A multivariate logistic regression model found that allograft was an inferior graft choice in terms of revision ACL frequency compared with autograft. This is not only in line with most previous studies in this area27 but also biomechanically and histologically reasonable. Moreover, previous studies found that ACL reconstruction with allograft combined with an early return to sports was a risk factor for graft failure.6,14,30

A little surprising, the univariate analysis showed that double-bundle ACL reconstruction was associated with a greater risk of revision ACL reconstruction. This finding is not consistent with other high-quality studies reporting the outcome of double-bundle ACL reconstruction. For instance, Tiamklang et al34 found 6 studies presenting data on graft failure in their Cochrane meta-analysis, and there was no significant difference between double- and single-bundle ACL reconstruction. Moreover, Björnsson et al5 found a trend toward fewer reruptures, and Suomalainen et al32,33 found significantly fewer graft failures and subsequent revision ACL surgery after double-bundle ACL reconstruction than after single-bundle surgeries at 5-year follow-up.

Further analysis of the results in the present study revealed that the increased risk for revision ACL surgery for those undergoing double-bundle ACL reconstruction was likely confounded by the fact that a larger proportion of patients who underwent double-bundle reconstruction underwent surgery with allograft compared with those who underwent single-bundle reconstruction. Additionally, those who underwent double-bundle ACL reconstruction were also younger and had an increased baseline activity level. All these factors could have contributed to the increased risk of revision ACL reconstruction for those who underwent double-bundle ACL reconstruction. This contention is supported by the findings of the multivariable analysis, which indicated that after controlling for the effects of age and graft type, double-bundle ACL reconstruction was no longer an independent predictor of revision ACL reconstruction.

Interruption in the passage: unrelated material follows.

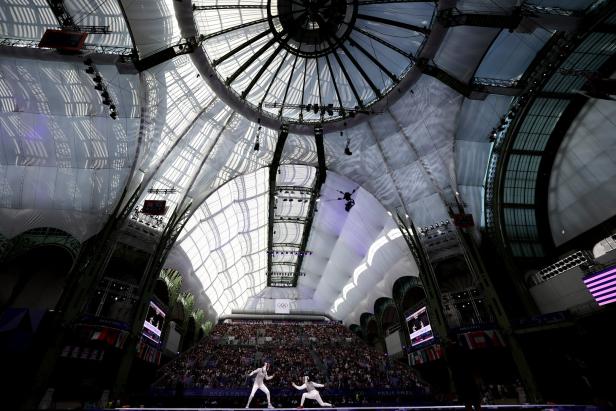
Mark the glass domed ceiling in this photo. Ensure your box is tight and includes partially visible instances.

An increased risk of primary ACL injuries in women has been reported in several earlier studies.9,23,25,35 In the present study, there was no effect for sex with respect to the risk of revision, which is in accordance with previous studies.# It is possible that different anatomy, biomechanics, and neuromuscular control20,21 after ACL reconstruction overrule the effect of sex that is associated with primary ACL injury.

Using data from the Danish Knee Ligament Reconstruction Register, Rahr-Wagner et al24 found an increased risk of revision ACL surgery when the femoral tunnel was drilled through a medial portal compared with transtibial drilling. In the present study, there were no differences in terms of graft failure when drilling the femoral tunnel through a medial portal versus transtibial.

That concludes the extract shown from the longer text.